Agence France Presse | November 8, 2001 | DAVID WILLIAMS
DOHA - After a 15-year struggle to join the World Trade Organization, China's admittance this week is likely to be as welcome for the other 142 members as it is in Beijing.
Uncertainty hangs over the main task of WTO members meeting in the Qatari capital Doha from November 9-13: trying to bridge wide differences and launch an expanded agenda of negotiations to topple trade barriers worldwide.
China offers at least one easy achievement, with its entry to the organization a mere formality since Beijing struck agreements with all the WTO members by offering concessions for its membership.
Television cameras nevertheless will carry the November 10 vote here live into homes across China, press reports say. For other countries, China's entry into the organization also offers the prospect of a boost to the flagging world economy, which has taken a hit from the September 11 terrorist attacks in the United States.

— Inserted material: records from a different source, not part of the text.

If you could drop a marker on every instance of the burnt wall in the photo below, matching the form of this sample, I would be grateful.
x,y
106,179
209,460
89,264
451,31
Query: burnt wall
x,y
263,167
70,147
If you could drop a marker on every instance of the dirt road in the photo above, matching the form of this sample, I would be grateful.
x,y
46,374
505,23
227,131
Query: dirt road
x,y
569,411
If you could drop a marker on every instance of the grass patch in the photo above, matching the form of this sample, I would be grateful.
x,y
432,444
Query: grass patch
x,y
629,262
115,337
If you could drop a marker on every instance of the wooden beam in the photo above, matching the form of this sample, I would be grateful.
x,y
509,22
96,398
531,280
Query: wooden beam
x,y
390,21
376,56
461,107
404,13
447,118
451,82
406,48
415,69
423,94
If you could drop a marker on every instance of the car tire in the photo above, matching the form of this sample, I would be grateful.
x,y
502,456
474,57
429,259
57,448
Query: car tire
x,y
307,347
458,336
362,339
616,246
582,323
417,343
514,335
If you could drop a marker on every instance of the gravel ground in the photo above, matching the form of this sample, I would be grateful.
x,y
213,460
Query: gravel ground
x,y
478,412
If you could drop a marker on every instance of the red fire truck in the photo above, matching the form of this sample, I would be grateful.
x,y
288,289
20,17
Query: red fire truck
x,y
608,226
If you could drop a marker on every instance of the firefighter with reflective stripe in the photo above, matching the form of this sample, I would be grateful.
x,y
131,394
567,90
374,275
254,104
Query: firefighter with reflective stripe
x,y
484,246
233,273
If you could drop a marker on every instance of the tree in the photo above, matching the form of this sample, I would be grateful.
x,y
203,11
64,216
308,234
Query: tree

"China in particular is a big enough economy that as it liberalizes it is expected that trade growth will accelerate over the already fairly rapid pace," Brookings Institution analyst Nicholas Lardy told a recent conference in Washington.
"This will be big enough to have an effect on the GDPs (gross domestic products) of lots of countries and even to a limited extent the world," Lardy said.
China, easily the world's most populous nation with 1.3 billion people, had an economic output of 1.08 trillion dollars, exports of 249.2 billion dollars and imports of 225 billion dollars last year.
Besides the economic impact, China's entry will force tighter trade relations across the Taiwan Strait with archrival Taiwan, which Beijing has considered a rebel province since the end of a bitter civil war in 1949.
"It will certainly also be signifant eventually in terms of bilateral economic relations across the Straits," Lardy said.
"Taiwan will have to get rid of the prohibitions it now imposes on about half of all its tariff lines on importing products from China," he said, describing it as a move likely to accelerate trade between the two sides.
Despite the restrictions, Taiwan businesses have funneled more than 70 billion dollars into the mainland through overseas channels since Taipei allowed civilian exchanges and indirect commerce between the two sides in late 1987.
Opening up to the rest of the world would pose challenges for China, said Robert Subbaraman, an economist with Lehman Brothers in Tokyo, as its pampered industry faces competition with reduced protective tariffs.
The global slowdown is already eating into China's trade surplus, which plunged 29 percent in the first nine months of this year compared to the same period a year earlier.
"It is difficult to push through with reform if growth falls too sharply as reforms entail downsizing of the corporate sector and more layoffs," Subbaraman said.
China has already made big commitments to prise open the door to the WTO before coming to Doha, analysts said.
"The first thing to recognise is that China already agreed to more in so many areas than anybody else that it can come to these negotiations and watch everyone else squirm," Lardy said.
For example, China had agreed to eliminate all agricultural export subsidies when it entered the group, he said. Its domestic subsidies were at 8.5 percent, above the five percent in developed nations but still below the norm for developing countries.
China had supported many traditional views of the G77 group of developing nations, Lardy said, including its fear that labour become a protectionist tool and its scepticism about environmental standards.
"When you get right down to the pragmatics of the issue, though, China has been quite frankly far more foward looking on trade liberalization than many other developing countries."